# Resort Maps



## dioxide45 (Feb 15, 2009)

Can resort maps be posted to the reviews section in PDF format? I know currently that maps are available in the photos section for each resort, though in JPG format they can be very hard to read and many are not great quality. I have scanned maps and converted them to PDF where they are very prestine.
If they were available in PDF I think it would provide a better image for reference.


----------



## TUGBrian (Feb 15, 2009)

i dont see why not, although im pretty sure they would show up as red x's on the resort images page until one chose to download them.


----------



## dioxide45 (Feb 21, 2009)

How does one submit new images?


----------



## DeniseM (Feb 21, 2009)

Each section has a review Mgr. - click on their link on the review page and email your picture as an attachment.

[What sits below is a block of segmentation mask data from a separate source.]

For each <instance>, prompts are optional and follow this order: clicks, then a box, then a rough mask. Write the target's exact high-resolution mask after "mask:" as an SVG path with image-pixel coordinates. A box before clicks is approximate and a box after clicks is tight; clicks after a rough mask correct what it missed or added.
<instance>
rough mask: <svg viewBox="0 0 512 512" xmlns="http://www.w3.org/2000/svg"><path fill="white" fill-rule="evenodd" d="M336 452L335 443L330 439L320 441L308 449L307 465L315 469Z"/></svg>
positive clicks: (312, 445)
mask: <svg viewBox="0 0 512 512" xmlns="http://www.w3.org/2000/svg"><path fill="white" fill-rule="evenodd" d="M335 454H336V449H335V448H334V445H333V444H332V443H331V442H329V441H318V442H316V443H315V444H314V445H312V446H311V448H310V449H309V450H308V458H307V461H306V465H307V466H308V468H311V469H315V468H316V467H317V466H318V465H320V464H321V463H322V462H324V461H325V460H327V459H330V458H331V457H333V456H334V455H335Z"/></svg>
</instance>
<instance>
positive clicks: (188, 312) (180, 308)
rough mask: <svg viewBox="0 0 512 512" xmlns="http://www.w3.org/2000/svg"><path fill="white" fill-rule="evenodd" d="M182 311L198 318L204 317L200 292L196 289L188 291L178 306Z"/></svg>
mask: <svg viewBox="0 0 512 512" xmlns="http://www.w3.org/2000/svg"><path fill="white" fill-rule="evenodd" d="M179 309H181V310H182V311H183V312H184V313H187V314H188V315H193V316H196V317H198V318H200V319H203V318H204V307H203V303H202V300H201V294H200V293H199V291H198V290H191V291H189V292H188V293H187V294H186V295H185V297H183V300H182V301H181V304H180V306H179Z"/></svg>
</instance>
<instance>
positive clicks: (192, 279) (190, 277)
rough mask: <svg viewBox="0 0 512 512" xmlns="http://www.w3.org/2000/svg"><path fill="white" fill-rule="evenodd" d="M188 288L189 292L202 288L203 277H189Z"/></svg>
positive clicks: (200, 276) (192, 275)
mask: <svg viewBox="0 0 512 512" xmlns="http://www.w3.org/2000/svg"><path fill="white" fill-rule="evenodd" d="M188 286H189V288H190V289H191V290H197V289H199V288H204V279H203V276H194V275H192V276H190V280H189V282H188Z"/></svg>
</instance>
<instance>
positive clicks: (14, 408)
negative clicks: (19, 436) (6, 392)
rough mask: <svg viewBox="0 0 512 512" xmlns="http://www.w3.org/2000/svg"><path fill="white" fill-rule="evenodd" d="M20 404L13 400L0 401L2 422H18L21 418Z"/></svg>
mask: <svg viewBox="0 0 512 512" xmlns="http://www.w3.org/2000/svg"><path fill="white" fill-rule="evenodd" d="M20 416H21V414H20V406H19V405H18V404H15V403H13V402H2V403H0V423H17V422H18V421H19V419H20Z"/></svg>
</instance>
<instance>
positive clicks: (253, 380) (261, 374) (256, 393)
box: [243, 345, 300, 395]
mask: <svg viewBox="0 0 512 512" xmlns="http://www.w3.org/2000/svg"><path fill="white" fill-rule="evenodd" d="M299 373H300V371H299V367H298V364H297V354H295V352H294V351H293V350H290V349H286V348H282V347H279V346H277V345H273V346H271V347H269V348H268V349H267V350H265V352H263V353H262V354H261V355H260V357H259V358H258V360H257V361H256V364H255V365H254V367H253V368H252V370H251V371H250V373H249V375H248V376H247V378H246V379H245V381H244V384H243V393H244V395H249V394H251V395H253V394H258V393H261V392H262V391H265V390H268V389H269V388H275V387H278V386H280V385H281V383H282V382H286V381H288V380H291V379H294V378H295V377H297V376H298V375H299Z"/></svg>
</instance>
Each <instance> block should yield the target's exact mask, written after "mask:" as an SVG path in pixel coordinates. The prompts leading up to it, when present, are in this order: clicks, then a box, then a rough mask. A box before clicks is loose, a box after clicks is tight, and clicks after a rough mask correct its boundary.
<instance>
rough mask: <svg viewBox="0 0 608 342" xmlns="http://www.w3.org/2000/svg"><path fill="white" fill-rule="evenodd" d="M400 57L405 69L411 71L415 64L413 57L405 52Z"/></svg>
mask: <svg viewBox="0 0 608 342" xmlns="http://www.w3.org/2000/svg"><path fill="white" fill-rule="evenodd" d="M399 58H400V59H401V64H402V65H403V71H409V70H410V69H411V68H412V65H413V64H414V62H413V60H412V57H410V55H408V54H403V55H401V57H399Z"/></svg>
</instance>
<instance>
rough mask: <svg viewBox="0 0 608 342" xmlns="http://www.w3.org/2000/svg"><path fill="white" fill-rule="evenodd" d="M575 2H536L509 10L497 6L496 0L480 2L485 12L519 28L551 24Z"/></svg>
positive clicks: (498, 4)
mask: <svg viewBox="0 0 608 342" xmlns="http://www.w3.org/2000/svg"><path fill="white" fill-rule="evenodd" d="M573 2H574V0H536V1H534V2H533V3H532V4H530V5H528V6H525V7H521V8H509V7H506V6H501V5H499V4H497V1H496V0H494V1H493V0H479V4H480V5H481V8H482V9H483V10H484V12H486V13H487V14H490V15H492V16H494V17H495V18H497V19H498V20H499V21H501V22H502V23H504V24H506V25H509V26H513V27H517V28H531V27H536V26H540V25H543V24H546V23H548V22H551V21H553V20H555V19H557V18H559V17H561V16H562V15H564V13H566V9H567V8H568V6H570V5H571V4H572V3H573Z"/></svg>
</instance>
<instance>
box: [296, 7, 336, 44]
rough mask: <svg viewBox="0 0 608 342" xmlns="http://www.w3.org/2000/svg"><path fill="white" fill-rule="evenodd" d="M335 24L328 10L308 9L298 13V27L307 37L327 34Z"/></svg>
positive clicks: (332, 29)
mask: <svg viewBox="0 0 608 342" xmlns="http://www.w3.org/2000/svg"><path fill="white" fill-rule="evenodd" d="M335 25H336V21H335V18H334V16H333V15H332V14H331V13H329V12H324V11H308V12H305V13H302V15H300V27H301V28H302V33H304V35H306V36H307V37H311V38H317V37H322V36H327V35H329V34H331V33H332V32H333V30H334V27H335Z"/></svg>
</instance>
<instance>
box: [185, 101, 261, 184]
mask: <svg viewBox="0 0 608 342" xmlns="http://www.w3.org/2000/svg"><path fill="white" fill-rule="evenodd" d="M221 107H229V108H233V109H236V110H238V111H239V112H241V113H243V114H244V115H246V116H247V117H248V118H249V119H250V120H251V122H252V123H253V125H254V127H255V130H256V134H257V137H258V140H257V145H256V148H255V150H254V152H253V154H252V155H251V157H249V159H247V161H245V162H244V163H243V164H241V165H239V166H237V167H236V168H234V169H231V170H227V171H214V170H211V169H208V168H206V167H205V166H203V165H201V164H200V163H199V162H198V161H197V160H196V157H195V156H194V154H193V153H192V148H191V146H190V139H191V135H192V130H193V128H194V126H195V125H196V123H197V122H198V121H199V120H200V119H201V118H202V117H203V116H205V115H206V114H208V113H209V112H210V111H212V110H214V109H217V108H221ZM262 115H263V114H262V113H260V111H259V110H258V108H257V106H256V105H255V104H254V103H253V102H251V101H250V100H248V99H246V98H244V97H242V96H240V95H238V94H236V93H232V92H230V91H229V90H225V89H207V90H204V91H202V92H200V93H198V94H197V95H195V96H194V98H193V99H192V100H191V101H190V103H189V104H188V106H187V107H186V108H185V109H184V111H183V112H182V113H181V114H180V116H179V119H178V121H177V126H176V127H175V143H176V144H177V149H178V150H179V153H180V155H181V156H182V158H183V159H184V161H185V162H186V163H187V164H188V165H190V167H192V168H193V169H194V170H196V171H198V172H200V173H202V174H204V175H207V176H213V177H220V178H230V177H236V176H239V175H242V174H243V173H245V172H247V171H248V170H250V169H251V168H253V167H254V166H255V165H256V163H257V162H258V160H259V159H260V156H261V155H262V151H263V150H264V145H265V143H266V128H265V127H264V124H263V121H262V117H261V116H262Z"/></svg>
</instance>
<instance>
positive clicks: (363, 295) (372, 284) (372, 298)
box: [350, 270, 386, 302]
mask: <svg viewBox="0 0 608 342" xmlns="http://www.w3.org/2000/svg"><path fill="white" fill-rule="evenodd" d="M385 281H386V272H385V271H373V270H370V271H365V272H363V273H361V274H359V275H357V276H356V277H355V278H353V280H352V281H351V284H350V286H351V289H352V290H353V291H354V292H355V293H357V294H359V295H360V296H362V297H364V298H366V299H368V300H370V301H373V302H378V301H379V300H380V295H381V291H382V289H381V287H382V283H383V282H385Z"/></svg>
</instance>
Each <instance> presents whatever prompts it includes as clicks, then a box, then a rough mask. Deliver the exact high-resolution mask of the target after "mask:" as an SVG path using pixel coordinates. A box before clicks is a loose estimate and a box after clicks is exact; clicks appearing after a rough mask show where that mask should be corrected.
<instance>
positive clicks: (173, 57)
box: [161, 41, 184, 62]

Click on TUG Resort Database and sign in
Click on *Search Resorts*
Click on the name of the resort area (red list on left)
The *Rep Links* will be the first link on the list of resorts that pops up


----------



## TUGBrian (Feb 21, 2009)

yes, you can email the pictures to the review managers for each resort, they will upload them for you to the appropriate pages.

please notate the pictures as well so the review manager can enter in that info with the picture on the page!

here is a quick list of all the review managers for reference

http://tug2.net/vollist.htm


----------